Some ways to analyse competitors:
Understanding your competitors and their business practices is the key to success. It’s important to know what products or services they offer, how they market their business, the nature of their distribution and delivery system, how they implement new technology and how customers view their brand. Obviously, these factors are not always simple to assess. Competition comes in many forms. Direct competitors are easy to find because they sell the same product. Indirect competitors – those who are competing for the same market with slightly different products – are sometimes harder to identify. And competitors can come from anywhere; grocery stores didn’t think they would have to compete against Amazon, but in 2017 the online giant purchased the Whole Foods grocery chain.

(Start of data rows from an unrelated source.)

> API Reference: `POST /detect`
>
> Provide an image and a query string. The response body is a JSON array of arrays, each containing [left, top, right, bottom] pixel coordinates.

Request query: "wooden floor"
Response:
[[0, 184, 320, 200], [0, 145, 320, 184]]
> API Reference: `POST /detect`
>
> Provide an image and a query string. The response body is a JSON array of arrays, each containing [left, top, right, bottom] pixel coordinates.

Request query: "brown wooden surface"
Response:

Understanding competition is vital in business.
- Speak to Your Customers
This is a simple step, but many businesses don’t do enough of it. No one can give you a clearer picture of the competition. If a new customer once got their product or service from another business, ask them why they made the switch. Also, while it might be difficult to hear, it’s also important to reach out to former customers and find out why they stopped using your business and switched to a competitor. You can’t make useful changes without gathering the right information from the right source.
- Speak to Your Suppliers
Like an office manager in the corporate world, suppliers know the inside scoop on every business they work with. Getting to know your supplier well is a smart move. While they may not be willing to share detailed information, you may be able to get a general idea of what a competitor is purchasing. They might also provide insight into new products or technology, so you can beat the competition to quality and cost improvements. All information is useful when scouting out the competition.

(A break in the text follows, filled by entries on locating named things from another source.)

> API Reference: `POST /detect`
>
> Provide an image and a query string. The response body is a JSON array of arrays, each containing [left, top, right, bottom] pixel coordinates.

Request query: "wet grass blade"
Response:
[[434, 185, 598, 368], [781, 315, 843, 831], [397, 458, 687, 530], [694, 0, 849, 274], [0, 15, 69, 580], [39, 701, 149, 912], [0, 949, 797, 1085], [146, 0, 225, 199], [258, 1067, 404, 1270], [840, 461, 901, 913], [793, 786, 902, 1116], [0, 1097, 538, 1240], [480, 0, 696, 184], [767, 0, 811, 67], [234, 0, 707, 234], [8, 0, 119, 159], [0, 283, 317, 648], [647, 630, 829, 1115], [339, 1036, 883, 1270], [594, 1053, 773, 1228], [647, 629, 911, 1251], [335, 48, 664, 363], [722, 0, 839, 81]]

- Speak to Your Competitors
If you use the right approach, you can learn a lot of information about a company by simply contacting them and asking the right questions. While they certainly won’t divulge all of their business strategies, it’s possible to get high-level information such as the size of the company, current product offerings and new markets they may be moving into. Again, even small pieces of information are helpful in putting together the overall puzzle.
- Go to Industry Seminars, Conferences and Expos
Whenever those in the same industry meet at a convention, expo or seminar, plenty of valuable information is shared through informational sessions, exhibit booths and networking events. Seeing your competitors in action will give you valuable insight on their business. If there is more than one competitor in your market, you can learn a lot about the differences between competitor A and competitor B, and vice versa.
- Conduct Online Research
Of course, competitor research begins by simply searching on Google for their site and then checking out each page in detail. However, there also services such as SpyFu that allow you check up on the keywords and Adwords that competitors purchase, as well as analytics services such as Google Trends and Google Alerts.
- Check Social Media
Simply monitoring social media sites such as Facebook, Twitter, Instagram and LinkedIn can offer a lot of insight into what customers and competitors are saying. One of the distinguishing characteristics of the internet is that people speak their minds. This is especially true on review sites such as Yelp or Trip Advisor. Google also offers users the chance to review businesses, all of which is available for free online.

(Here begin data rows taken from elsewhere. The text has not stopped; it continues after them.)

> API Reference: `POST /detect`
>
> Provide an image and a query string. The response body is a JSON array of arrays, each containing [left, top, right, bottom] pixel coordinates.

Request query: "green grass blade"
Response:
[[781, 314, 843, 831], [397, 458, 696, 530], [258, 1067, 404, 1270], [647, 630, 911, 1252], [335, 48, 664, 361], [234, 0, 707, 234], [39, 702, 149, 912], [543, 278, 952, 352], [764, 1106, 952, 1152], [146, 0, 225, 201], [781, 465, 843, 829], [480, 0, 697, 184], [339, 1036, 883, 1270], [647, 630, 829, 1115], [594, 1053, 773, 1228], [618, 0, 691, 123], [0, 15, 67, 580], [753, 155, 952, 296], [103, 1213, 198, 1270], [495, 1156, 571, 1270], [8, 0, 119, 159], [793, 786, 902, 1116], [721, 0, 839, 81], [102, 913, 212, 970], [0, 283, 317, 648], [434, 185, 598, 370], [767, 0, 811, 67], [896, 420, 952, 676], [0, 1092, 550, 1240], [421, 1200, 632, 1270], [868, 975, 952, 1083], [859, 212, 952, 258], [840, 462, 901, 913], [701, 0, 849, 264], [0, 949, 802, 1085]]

- Watch Who Competitors Hire
It’s easy to ascertain where a company is focused by looking at who they hire. A new social media marketing director? A manager for a branch location? Job listings are packed with information about a company. And on sites such as Indeed and Monster, among many others, you can find job listings from all the competitors in your market.
- Join Your Local Business Chamber
Networking and attending events will allow you interact with a large variety of businesses in a non-threatening environment, and you will glean a lot of useful information about your market and your competitors.